Work Done On Equipotential Surface

An equipotential surface is an area in which all the potential charges of various points are the same. This makes the electrostatic forces that usually act on charges completely null and void, making the charges move freely without any disturbance. Hence, the work done in moving two points in an equipotential surface is zero. The surface of an electric conductor is the best example of an equipotential surface. 

Definition of Equipotential Surface

When the charge at any given point on a surface is equal to every other charge present on the surface, such a surface is called an Equipotential surface or a potential Isosurface. As the name suggests, such surfaces have a set potential charge at all points on them. 

When a charge moving from point A to Point B gains some amount of energy in the movement depending on the type of charge – negative or positive – we calculate the amount of work done in terms of Joules.

The Formula for Equipotential Surfaces

In an electromagnetic field, the charges, while moving from one point to another, have to gain some energy to make this movement happen. This energy is called electrostatic potential energy. However, in the case of an equipotential surface, this work is reduced to nothing as, at this particular point, the potential charges of points become the same. 

The formula used to calculate the magnitude of charge needed to move from point A to Point B is: 

W= q0(VA- VB)

If the equipotential surface has the same charge for all points, the charge on point A will be equal to the charge on Point B, which makes the whole equation sum to a zero.

Characteristics of an Equipotential Surface

The following are the characteristics of an equipotential surface:

• Every equipotential surface has an electromagnetic field that lies at a perfect right angle to its parallel.

• Two equipotential surfaces can never meet.

• There are concentric circles around the central point charge on the equipotential surface when the charge is negative, and when the charge is positive, there are radiating lines from the centre.

• The difference between a strong electromagnetic field and a weak one depends upon the distance between the two equipotential surfaces.

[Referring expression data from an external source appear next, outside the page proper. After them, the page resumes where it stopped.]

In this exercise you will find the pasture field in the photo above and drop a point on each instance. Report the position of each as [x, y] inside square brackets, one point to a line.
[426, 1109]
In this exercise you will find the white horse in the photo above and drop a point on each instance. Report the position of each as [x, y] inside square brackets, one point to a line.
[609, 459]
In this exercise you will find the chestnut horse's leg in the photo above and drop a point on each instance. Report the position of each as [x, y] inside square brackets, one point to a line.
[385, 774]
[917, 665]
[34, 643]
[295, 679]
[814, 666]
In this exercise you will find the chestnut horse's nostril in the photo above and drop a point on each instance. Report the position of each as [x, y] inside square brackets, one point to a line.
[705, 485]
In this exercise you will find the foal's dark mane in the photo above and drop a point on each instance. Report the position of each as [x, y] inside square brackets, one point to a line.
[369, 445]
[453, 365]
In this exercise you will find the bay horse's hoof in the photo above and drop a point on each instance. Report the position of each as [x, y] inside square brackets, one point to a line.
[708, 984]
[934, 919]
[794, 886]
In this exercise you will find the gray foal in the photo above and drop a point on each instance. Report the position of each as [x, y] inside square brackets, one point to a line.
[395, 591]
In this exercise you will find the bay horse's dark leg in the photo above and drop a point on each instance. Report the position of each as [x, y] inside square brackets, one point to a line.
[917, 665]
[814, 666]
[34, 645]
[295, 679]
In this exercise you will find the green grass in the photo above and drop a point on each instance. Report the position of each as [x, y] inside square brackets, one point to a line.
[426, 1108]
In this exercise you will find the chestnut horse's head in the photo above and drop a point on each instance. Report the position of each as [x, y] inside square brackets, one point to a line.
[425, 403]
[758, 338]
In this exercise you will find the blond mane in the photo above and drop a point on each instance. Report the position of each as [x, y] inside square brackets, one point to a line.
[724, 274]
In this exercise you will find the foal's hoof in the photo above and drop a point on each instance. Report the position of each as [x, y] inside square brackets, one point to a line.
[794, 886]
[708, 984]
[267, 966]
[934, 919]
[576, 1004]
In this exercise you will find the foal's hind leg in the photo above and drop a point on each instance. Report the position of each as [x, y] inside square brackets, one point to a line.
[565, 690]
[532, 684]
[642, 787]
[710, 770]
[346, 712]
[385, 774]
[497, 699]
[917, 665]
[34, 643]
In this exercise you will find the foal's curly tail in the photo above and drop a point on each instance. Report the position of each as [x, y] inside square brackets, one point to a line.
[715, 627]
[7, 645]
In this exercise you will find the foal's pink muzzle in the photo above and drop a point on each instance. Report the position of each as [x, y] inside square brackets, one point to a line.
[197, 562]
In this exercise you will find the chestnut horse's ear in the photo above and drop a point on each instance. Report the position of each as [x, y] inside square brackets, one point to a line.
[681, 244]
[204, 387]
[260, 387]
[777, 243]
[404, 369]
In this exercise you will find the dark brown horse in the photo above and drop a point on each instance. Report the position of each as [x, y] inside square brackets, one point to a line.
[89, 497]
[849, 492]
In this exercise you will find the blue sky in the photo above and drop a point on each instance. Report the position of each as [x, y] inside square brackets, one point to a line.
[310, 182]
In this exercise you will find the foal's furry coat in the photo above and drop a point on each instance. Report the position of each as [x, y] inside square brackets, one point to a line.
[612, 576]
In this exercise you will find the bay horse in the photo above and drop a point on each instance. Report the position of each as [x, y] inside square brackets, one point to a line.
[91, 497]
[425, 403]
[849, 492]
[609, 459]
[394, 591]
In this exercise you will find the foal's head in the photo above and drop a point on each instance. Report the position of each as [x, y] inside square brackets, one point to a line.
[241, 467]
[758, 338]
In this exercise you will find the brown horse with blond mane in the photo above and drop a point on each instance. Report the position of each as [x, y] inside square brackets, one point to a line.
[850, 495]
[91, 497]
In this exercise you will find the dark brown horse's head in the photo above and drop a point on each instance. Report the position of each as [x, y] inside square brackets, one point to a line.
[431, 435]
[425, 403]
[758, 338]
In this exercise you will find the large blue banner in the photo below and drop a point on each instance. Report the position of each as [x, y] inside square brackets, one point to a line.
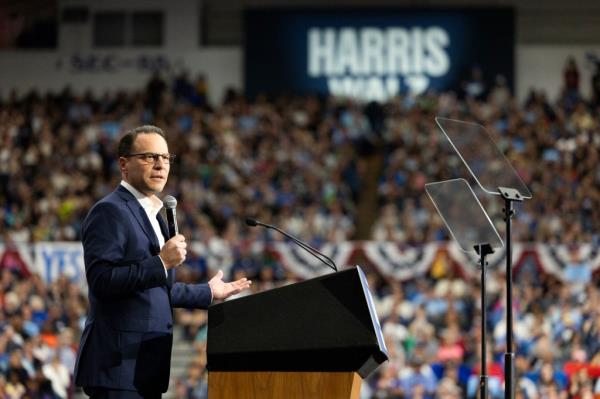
[375, 54]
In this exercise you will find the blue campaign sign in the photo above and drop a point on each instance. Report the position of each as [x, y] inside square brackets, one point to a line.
[374, 54]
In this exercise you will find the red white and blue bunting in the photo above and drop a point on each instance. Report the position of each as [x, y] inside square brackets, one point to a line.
[392, 260]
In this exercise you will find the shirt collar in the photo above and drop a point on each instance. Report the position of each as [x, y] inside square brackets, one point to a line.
[152, 205]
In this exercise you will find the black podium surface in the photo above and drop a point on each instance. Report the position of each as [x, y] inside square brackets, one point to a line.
[324, 324]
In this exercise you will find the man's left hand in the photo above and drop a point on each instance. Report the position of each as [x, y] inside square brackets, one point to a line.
[222, 290]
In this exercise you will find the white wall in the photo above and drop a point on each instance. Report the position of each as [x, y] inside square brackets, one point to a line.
[537, 66]
[45, 71]
[541, 66]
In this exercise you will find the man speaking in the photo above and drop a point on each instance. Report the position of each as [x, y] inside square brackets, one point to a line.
[125, 349]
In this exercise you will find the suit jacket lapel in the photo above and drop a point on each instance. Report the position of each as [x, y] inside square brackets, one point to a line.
[139, 215]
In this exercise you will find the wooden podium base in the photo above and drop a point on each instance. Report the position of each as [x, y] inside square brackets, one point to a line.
[284, 385]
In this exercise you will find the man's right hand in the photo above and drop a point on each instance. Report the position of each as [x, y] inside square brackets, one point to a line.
[173, 252]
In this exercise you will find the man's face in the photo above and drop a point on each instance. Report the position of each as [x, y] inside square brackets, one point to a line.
[148, 178]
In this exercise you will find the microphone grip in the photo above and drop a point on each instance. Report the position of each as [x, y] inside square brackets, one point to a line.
[172, 222]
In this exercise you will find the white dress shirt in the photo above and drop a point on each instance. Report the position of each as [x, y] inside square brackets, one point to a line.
[151, 205]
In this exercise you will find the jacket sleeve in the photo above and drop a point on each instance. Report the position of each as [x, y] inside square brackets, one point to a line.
[105, 236]
[191, 296]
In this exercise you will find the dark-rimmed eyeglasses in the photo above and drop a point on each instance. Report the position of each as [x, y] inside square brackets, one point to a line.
[152, 157]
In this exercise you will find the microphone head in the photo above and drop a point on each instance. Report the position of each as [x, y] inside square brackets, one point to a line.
[251, 222]
[169, 202]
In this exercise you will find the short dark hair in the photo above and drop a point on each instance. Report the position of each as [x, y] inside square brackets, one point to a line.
[126, 142]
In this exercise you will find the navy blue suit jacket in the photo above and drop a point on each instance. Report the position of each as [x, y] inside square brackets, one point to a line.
[126, 343]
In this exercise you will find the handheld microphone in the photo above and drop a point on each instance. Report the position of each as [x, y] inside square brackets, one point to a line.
[322, 257]
[170, 203]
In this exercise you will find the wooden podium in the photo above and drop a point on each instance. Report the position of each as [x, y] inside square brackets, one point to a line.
[314, 339]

• The potential charges of points remain equal at an equipotential surface, making the work done by the moment of a unit charge equal to zero.

Equatorial Surface

To understand how the wind stress, which is otherwise exerted by the winds, is relaxed at exactly the midpoint of the Earth, we need to understand the theory of Michael Faraday. This theory states that when there is a hollow sphere that repels or blocks the electromagnetic field, it so happens that the middle circumference of the sphere acts as an Equipotential Surface. 

This is why the winds that move or blow from the 30 degrees north and south latitudes towards the equator have reduced the stress of wind, making it possible for the winds to move freely in this region. In an electric conductor, the charges at any given point on its surface remain the same. So is the case with the equatorial regions that lie in the middle of all latitudes covering approximately 6% of the total landmass of the Earth that lay in a band around the equator.  

Conclusion

The work is done to move a positive unit charge from one point to another on an equipotential surface equal to zero. This happens because the most outstanding property of an equipotential surface is that it is the point at which any given point is equal to all the other points that are potentially charged. The work that is done to move a potential charge is completely zero; therefore, the work done also equals zero Joules.